Sport

Cardiff City must learn from their old enemy

Despite the fierce rivalry between the two biggest football clubs in South Wales, Cardiff City fans should set aside their bias and acknowledge how well run Swansea City is as a club. Whether that be at boardroom level, backroom staff or the playing squad, the Swans are the template for sustained success in the top flight of English football, and Cardiff should be advised to set aside any underlying bias and absorb all the information they can from their rivals.

Swansea chairman Huw Jenkins, who grew up in the city, should garner extensive amounts of praise for his part in establishing his club as a force in the Premier League. His loyalty to the club is unwavering and he has gained himself a reputation as a shrewd financial manager, turning profits each season without risking the club’s on-field status, which has been pinpointed in the Swans debut Premiership season where they saw a record profit of £14.6m and finished a respectable 9th in the table.

At the Cardiff City Stadium, Vincent Tan, Cardiff City’s owner, has conveyed his lack of expertise at the day-to-day running of a football club. Other than the controversy surrounding the change of the identity of Cardiff City, Tan has also shown an uneven input of finance, as he pumped in money since taking over in 2010, but has scaled back this financial help this past season despite the club trying (and failing) to push back up to the Premier League.

Tan’s loyalty to the club has also been under scrutiny in recent weeks, as news of his taking over of his fifth football club, Belgian side K.V. Kortijk, has been confirmed. City fans are increasingly desperate for chairman in the same vein of Jenkins, one who puts his heart and soul into his club rather than one that looks at them as an investment.
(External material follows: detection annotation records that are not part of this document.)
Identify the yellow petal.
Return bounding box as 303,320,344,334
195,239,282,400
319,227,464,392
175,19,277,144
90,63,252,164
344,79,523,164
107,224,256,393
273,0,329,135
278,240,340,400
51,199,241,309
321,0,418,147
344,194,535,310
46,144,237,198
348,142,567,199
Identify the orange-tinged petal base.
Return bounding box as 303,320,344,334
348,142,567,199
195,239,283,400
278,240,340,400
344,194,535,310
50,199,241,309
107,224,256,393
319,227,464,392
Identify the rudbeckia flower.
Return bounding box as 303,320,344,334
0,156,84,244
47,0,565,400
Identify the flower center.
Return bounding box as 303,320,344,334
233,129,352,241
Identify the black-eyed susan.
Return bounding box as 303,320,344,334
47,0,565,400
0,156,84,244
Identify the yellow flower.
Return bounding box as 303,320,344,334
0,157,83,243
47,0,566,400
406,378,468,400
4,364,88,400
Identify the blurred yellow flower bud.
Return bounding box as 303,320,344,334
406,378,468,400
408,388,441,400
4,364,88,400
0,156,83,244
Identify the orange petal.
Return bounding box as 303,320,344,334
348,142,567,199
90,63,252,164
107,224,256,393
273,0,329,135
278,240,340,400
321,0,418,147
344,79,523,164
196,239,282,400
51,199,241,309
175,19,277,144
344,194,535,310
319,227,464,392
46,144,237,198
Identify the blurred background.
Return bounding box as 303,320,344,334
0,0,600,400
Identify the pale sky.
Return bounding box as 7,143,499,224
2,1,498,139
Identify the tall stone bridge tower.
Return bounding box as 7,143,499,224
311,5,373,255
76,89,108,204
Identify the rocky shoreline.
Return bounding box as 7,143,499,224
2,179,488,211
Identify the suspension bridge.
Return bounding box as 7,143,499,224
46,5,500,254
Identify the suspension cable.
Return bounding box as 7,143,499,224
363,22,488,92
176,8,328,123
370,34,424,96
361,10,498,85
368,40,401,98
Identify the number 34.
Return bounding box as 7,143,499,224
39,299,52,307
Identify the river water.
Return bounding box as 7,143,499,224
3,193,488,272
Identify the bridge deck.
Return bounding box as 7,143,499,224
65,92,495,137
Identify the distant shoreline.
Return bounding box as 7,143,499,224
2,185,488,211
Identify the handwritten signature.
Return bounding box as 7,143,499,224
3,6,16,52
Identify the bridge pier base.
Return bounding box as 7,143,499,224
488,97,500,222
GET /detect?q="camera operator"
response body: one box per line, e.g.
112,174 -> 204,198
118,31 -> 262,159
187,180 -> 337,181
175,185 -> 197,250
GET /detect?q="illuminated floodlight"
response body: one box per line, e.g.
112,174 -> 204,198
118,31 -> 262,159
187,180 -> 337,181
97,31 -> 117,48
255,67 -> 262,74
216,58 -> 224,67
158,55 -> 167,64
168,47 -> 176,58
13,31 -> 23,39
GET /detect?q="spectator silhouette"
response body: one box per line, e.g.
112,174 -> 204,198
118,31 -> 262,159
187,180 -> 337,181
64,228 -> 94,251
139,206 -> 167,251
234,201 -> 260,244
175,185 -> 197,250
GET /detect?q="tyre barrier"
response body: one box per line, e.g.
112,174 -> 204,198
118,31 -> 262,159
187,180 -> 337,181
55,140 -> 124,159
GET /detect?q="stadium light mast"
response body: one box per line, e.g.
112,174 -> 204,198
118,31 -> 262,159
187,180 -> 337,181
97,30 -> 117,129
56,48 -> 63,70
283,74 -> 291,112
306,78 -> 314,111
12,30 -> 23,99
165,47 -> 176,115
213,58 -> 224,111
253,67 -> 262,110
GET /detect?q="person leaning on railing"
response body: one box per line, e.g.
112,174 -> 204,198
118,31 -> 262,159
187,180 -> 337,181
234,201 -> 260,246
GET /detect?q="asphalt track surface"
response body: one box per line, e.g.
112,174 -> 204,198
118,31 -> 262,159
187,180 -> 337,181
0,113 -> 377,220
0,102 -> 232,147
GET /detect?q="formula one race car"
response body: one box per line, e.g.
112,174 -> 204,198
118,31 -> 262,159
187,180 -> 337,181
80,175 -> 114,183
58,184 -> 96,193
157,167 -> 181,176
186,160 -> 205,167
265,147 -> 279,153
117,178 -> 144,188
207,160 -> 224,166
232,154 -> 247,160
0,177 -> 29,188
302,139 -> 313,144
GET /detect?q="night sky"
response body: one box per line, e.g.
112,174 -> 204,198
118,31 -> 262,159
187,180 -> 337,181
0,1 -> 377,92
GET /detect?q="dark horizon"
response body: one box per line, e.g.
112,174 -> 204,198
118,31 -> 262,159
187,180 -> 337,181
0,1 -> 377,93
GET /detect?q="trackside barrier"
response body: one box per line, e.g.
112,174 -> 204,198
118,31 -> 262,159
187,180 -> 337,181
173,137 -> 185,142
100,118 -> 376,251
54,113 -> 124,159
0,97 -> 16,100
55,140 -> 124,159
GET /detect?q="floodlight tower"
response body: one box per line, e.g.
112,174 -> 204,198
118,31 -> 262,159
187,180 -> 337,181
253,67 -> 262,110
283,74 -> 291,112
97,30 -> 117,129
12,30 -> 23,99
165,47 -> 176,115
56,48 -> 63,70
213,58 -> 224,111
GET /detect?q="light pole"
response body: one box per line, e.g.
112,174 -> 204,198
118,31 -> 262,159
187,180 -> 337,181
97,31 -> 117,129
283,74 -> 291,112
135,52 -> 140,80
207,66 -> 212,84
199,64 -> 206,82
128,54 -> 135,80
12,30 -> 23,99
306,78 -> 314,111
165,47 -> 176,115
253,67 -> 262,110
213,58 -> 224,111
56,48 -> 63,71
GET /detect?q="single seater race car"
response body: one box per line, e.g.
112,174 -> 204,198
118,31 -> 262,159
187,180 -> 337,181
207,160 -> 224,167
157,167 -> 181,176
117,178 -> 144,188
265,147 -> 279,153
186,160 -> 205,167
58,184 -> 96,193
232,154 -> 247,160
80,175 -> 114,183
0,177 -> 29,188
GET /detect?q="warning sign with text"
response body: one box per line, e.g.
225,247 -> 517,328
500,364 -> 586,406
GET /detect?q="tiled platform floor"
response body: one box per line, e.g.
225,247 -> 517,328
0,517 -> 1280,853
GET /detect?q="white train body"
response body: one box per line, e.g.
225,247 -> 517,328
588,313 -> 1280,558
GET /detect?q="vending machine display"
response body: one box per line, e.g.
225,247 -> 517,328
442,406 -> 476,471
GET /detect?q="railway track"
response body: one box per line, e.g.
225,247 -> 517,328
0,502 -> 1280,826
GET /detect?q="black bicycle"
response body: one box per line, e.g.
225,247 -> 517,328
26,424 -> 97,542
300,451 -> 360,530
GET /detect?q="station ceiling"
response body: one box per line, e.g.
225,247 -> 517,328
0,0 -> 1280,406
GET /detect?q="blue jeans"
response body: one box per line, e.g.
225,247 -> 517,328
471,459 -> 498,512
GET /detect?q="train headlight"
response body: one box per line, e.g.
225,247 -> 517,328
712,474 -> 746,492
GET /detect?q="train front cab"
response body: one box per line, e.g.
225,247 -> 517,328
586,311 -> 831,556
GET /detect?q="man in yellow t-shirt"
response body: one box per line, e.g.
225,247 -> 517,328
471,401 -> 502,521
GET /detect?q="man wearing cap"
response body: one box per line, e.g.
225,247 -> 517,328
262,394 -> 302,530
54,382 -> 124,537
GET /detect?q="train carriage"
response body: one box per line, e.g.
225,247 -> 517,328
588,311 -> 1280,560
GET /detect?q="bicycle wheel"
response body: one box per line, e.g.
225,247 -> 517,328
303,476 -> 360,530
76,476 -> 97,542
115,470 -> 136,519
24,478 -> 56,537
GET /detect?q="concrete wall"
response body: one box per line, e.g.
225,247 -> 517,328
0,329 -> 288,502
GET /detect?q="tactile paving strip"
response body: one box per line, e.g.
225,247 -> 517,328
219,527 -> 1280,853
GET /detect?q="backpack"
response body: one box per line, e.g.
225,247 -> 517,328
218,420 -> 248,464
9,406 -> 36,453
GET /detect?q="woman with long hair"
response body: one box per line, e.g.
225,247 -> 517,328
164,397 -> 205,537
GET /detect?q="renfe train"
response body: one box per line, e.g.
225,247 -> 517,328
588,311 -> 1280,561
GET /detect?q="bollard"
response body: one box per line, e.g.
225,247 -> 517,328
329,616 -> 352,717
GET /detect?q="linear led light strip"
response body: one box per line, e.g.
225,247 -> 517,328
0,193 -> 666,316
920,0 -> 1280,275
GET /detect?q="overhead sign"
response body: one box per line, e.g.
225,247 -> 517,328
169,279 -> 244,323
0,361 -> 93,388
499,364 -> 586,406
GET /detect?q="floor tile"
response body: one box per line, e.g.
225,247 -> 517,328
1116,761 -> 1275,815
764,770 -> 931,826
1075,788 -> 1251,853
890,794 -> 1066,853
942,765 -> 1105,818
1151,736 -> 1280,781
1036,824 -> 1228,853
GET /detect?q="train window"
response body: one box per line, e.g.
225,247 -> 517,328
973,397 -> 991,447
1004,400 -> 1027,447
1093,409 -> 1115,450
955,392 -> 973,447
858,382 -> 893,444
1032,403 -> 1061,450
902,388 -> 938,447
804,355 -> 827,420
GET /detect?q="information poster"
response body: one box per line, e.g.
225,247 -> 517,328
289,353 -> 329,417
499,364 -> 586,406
Swansea have also been able to be as steady on the field as they have off it, despite various changes of manager. Starting from the hiring of former player Roberto Martinez in 2007, the Swans have gone through four different managers. Their current boss is another former Swansea player – Garry Monk. Although there has been a lot of change at the helm, each manager has kept the style that Martinez established at the club, and Swansea are now well known for their approach of dominating possession and utilising free-flowing passing football.

Cardiff, however, have endured a different time when transitioning between managers. Dave Jones and Malky Mackay were well known for using rather negative tactics that didn’t really ignite the passions of City fans, while Ole Gunnar Solskjær seemed to be inept at adapting and countering opposing managers’ tactics. Current manager Russell Slade has put all his eggs in one basket with ineffective long ball play, even when the large strikers needed to hold up the ball in this style were not available to him at the tail-end of this campaign. While changing team tactics is a natural part of the transition between managers, former bosses and Slade alike have neglected to the squad’s strengths, and instead seem intent on forcing their philosophies down the players’ throats no matter the circumstance.

Along with their tactical approach to the game, Swansea has displayed an effectiveness in the transfer market that Cardiff has lacked. Swansea have a knack for capturing already established Premier League and other foreign quality players at bargain prices, with goalkeeper Łukasz Fabiański and Gylfi Sigurdsson proving to be key components in their fantastic eighth-placed finish this year.

A side-by-side comparison that could be made with Cardiff are the signings of Wilfried Bony and Andreas Cornelius, with both signings arrived at their respective clubs in 2013. Young striker Cornelius bombed for the Bluebirds, scoring no goals and only playing eight games despite an alleged record £8million transfer fee after a solid season at F.C. Copenhagen, and was then sold back to his first club after his only season at Cardiff.

Swansea obviously got the better deal, as Bony, experienced in the more competitive Dutch league with Vitesse, signed for £12 million. Bony’s career took a dramatically different direction to that of Cornelius, as he scored 25 goals in his 54 games spanning into 2015, easily settling into life at Swansea and establishing himself as one of the top marksmen in the league, eventually moving onto Manchester City for an initial £25 million fee. This is only one example of Cardiff’s troublesome transfer history, with other players signed from abroad proving as ineffective at the club as Cornelius, such as Magnus Wolff Eikrem and Guido Burgstaller.

If Cardiff want to get back into the Premier League, it certainly wouldn’t hurt to look up to their closest rivals and see where they can improve.